Dalam mencari dan supaya dimudahkan jalannya haruslah
mengetahui cara-cara yang tepat dan semestinya dilakukan oleh seorang “Tholib",
sebagai seorang “pencari”. Maka sebagai seorang pencari itu harus
pandai-pandai dalam menemukan apa yang ia cari, yakni ilmu. Ketika sudah
menemukannya pun ia harus paham bagaimana ia akan menggunakan temuan dan hasil
pencariannya itu. Ilmu yang bermanfaat dan diamalkan kepada orang lain.

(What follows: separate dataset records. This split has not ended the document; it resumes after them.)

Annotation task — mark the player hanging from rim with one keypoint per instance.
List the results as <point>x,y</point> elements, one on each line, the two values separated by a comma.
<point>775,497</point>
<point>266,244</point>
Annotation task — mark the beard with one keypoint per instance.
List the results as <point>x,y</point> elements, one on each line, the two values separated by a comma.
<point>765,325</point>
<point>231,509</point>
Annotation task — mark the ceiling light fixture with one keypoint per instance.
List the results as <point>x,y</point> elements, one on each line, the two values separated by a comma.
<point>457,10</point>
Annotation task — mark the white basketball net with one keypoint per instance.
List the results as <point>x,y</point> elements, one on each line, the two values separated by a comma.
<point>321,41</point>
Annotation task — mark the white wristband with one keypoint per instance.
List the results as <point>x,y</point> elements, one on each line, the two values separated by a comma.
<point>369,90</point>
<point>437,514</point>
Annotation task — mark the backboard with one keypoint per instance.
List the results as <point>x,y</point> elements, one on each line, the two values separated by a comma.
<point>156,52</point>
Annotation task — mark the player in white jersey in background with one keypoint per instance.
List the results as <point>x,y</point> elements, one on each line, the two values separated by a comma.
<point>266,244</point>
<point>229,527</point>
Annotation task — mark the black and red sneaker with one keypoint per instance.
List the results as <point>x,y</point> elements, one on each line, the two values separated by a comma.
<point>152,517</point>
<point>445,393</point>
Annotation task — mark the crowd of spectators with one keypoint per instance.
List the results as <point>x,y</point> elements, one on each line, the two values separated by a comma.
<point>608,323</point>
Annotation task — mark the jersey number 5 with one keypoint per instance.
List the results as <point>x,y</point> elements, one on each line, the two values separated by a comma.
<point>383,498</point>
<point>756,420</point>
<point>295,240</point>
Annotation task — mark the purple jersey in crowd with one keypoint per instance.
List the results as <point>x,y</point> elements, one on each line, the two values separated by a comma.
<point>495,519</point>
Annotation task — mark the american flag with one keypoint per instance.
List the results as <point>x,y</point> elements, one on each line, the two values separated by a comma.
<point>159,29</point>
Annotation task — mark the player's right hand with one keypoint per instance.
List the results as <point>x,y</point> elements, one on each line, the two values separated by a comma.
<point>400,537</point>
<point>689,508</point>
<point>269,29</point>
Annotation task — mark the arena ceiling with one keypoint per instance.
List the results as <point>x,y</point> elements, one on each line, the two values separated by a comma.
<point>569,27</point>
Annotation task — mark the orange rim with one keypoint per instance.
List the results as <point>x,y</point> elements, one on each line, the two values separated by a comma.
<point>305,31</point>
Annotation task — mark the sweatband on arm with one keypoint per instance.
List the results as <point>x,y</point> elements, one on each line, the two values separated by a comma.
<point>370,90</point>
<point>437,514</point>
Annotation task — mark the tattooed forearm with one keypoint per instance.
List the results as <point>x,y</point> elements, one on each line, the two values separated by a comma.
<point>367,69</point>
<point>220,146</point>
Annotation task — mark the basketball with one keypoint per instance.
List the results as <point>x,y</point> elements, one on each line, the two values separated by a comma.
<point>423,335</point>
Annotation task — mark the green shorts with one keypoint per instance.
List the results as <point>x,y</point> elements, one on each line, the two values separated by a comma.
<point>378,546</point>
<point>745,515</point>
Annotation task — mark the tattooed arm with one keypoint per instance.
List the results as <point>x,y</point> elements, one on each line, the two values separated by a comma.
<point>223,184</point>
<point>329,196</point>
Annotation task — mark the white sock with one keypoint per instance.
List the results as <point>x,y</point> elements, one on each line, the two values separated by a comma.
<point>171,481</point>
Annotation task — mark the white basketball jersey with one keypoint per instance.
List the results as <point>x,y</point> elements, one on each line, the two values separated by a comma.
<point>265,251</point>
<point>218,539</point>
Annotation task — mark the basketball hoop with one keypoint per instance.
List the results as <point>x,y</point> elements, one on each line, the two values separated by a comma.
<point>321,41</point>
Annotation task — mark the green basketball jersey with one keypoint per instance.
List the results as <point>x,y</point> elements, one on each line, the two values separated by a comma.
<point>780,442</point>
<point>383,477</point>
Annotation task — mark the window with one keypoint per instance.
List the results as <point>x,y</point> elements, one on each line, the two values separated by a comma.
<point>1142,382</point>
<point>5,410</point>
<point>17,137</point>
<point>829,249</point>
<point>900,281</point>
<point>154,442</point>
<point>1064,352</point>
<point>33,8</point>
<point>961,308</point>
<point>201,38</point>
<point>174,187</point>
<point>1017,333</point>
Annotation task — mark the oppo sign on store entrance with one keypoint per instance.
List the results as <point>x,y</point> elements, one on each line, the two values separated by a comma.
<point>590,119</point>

Sehingga dalam perjalanan dan berproses mencari ilmu itu
diperlukan pula petunjuk atau pedoman agar dimudahkan olehNya. Petunjuk dan
pedoman itu terdapat dalam sebuah kitab yang bernama Adabul ‘Alim Wal
Muta’allim, karya Hadrotus Syaikh Hasyim Asy’ari. Di dalam kitab ini
menjelaskan bagaimana ada-adab yang semestinya dilakukan seorang pencari ilmu
itu.
Saya sebagai seorang santri yang juga seorang mahasiswa, yang mana kedua status tadi pun sama-sama dinamakan sebagai seorang pencari ilmu. Hanya saja tempatnya berbeda. Di pesantren dan di universitas. Namun tidak menutup kemungkinan dan tidak membatasi untuk mempelajari etika atau adab yang ada dalam kitab Adabul ‘Alim Wal Muta’allim ini.
Saya sebagai seorang santri yang juga seorang mahasiswa, yang mana kedua status tadi pun sama-sama dinamakan sebagai seorang pencari ilmu. Hanya saja tempatnya berbeda. Di pesantren dan di universitas. Namun tidak menutup kemungkinan dan tidak membatasi untuk mempelajari etika atau adab yang ada dalam kitab Adabul ‘Alim Wal Muta’allim ini.
Dalam bab
awal dijelaskan bahwasanya mencari ilmu itu adalah wajib bagi setiap mukmin
laki-laki maupun perempuan. Ilmu yang dimaksudkan di sini adalah ilmu yang
berkenaan dengan akherat, namun tak melulu harus mempelajari ilmu agama saja,
tetapi yang terpenting bagaimana semuanya dapat diniatkan dan aiarahkan kepada
hal-hal keakheratan. Diniatkan untuk ibadah.
Dari
sinilah mengapa saya selain nyantri dan juga kuliah di sebuah
universitas islam. Dengan nyantri pergaulan lebih terjaga, adab dan
etika juga masih diutanakan bila dibandingkan jika dahulu saya memutuskan untuk
tinggal di kos-kosan. Mungkin pergaulan saya tak seperti sekarang yang di
pesantren.
Pada bab
kedua diterangkan tentang adab seorang santri terhadap dirinya sendiri,
bagaimana niat mencari ilmu yang benar, bagaimana menata hati, dan lain-lain.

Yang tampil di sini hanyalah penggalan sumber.